Can't be any more entrenched than CPUs, GPUs, and broadband chips, which Apple still designs.
To be clear here, Apple doesn't actually license any cores from ARM - they've got an architectural license and implement their own cores. Licenses for cores are a different thing.
And to be clear, the foundry space for CPUs/GPUs is not the same as for RAM, which is printed with much larger feature size in order to lower the costs.
It's a no brainer.
Immune to shortages no. They're not suffering shortages because they don't have their own design, they suffer shortages because the whole supply chain has issues, starting from required minerals and going all the way to shipping.
And like the final product (commercial RAM) now goes to AI which pays better, processes/materials/factory utilization to make RAM would continue to go to another industry and not Apple, if that pays better then.

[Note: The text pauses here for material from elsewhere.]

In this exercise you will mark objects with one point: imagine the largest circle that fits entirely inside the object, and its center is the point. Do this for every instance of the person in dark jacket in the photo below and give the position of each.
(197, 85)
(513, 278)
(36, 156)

If Apple had the manufacturing capabilities then sure, but they would still be running into the same resource constraints for inputs that everyone else is having nowadays.
At the moment, there are no solutions only responses.
It would surely be a smart move to support the right partner in quickly starting a new memory factory, precisely to Apple's specifications, in return for a long-term supply agreement? If Apple could secure their memory supply and at a lower cost than all of the their PC and phone competition, it would be hugely beneficial for them.
It's absolutely wild that Apple's desktop machines now cap out at less ram than their portables which can't sustain an intensive workload without throttling!
In fact, chips were kept under lock and key to prevent theft. But there was a massive theft there were 20,000 chips were stolen.
I'd buy one or two but I can't stick them in a Colo because they don't have LOM or dual power supplies but I've been seriously thinking about buying one and just keeping it at home and having my Colo servers talking to it for local deepseek.
Not a high priority though considering how cheap deepseek is.
So they don't have to stop producing machines entirely because they've run out of RAM chips. The problem they have is with supply not demand.
Still LPDDR
The ram is soldered onto the SoC in close proximity to the main arm chip. What’s different is that it is simultaneously addressable by cpu and gpu cores, not part of the same die as the apple silicon unit.